Risk communication to Canadians was identified in the 2011 evaluation as a weakness of CMP1, and the evidence available to this evaluation suggests that this is still the case. Although a variety of efforts have been made to improve risk communications, many external key informants believe the CMP is not responding effectively to Canadians’ need for information about the risks and safe use of substances of concern. The views of Canadians are unknown, since, despite the recommendations of the 2011 evaluation, the program has not undertaken POR in this area since 2009.

Performance — achievement of expected outcomes

Use of information by CMP partners

In the immediate term, Health Canada and Environment Canada are expected to use knowledge, information, and data on substances of concern to inform CMP activities. The evaluation evidence indicates that information and data are being used by program partners to inform CMP activities and decisions. Priorities for research and monitoring and surveillance are developed through a consultative approach to ensure alignment with the needs of the regulatory partners, and findings are used to inform risk assessments, risk management and other program activities. There are numerous venues for information-sharing among program partners, and improvements to information systems are expected to further facilitate their access to and use of information.

Understanding and use of information by Canadians

In the immediate term, Canadians and stakeholder groups are expected to understand information on risks and safe use of substances of concern, and in the intermediate term, to use that information to avoid and minimize associated risks. Since the CMP does not (with limited exceptions) collect data on Canadians’ understanding and use of this information, it is not possible to draw conclusions on the extent to which these outcomes may have been achieved.

Industry understanding and compliance

In the immediate term, the CMP expects that industry will understand its obligation to take action to protect Canadians and the environment, to comply with the requirements of risk management measures, and to take voluntary or enforced action to protect Canadians and the environment. Results from the industry survey suggest a possible need for additional compliance promotion and outreach activities to ensure industry stakeholders are aware of, and understand, the CMP risk management measures that apply to them, although it should be noted that the survey results cannot be generalized to the larger population of CMP industry stakeholders.

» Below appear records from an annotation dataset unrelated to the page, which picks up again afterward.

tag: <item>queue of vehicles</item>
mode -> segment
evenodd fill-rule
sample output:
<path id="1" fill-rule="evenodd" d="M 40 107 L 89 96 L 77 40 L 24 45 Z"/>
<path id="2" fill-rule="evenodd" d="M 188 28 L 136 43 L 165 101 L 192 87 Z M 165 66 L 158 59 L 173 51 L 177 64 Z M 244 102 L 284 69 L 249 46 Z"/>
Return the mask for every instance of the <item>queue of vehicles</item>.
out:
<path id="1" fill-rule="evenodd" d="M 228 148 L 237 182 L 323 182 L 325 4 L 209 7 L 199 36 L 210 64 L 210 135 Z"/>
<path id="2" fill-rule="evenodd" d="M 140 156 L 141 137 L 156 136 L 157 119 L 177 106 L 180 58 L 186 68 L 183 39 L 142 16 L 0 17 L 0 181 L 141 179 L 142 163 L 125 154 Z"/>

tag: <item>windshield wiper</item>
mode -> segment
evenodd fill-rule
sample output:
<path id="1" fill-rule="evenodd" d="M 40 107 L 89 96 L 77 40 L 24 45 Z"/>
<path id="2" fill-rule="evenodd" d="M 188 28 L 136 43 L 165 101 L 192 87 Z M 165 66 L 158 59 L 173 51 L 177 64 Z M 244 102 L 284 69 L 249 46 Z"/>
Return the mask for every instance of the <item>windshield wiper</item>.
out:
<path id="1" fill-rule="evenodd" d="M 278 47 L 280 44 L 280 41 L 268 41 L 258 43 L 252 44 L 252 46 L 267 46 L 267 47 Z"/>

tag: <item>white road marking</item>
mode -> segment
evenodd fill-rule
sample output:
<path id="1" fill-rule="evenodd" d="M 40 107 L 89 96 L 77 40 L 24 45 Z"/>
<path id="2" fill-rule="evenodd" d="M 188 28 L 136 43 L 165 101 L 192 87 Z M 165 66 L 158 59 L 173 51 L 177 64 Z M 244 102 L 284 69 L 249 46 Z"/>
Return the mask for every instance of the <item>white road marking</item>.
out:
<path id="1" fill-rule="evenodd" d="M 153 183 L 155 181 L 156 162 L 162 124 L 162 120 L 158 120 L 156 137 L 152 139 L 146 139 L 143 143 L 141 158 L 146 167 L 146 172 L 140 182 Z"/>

For risk management measures implemented under CEPA 1999, the available compliance data show a reasonably high overall rate of compliance with regulatory requirements (over 80%) among inspected industries, although rates ranged from 44% to 100%, depending on the specific regulations and year involved. These data are not statistically significant and cannot be extrapolated to the regulated industries in general. Performance monitoring of Pollution Prevention Planning Notices and Environmental Protection Agreements indicates that most companies comply with the reporting requirements, and in some cases, performance objectives have been achieved or progress is being made toward them.

For risk management measures implemented under other Acts, CE of baby bottles found 100% compliance with the prohibition on BPA in 2013–14. Other CE projects involving chemicals in consumer products and cosmetics likewise show high rates of compliance among the monitored entities.

Risks/threats to health and the environment

In the intermediate and long-term, the CMP hopes to achieve a reduction in risks to health and the environment from harmful substances. Trends for environmental and/or human exposure data for some core CMP risk-managed substances are beginning to emerge, and in some cases are showing decreases that correlate to the timelines during which domestic action was taken. These trends may be more firmly established through monitoring over a longer term. For some substances, exposure in Canada can come from foreign sources, highlighting an ongoing need for international risk management efforts in addition to domestic action. Although progress is being made to develop an overall risk index for measuring changes in risks to human health and the environment, the model does not account for exposure through consumer and other products, which may affect the accuracy of the risk index.

Unintended consequences

Positive unintended consequences arising from the CMP include international recognition of Canada as a leader in chemicals management; development of positive relationships with industry which have had beneficial impacts beyond the CMP; and positive impacts on industry awareness, processes, and business decisions. Based on the evidence available to this evaluation, there do not appear to be significant negative unintended consequences arising from the CMP.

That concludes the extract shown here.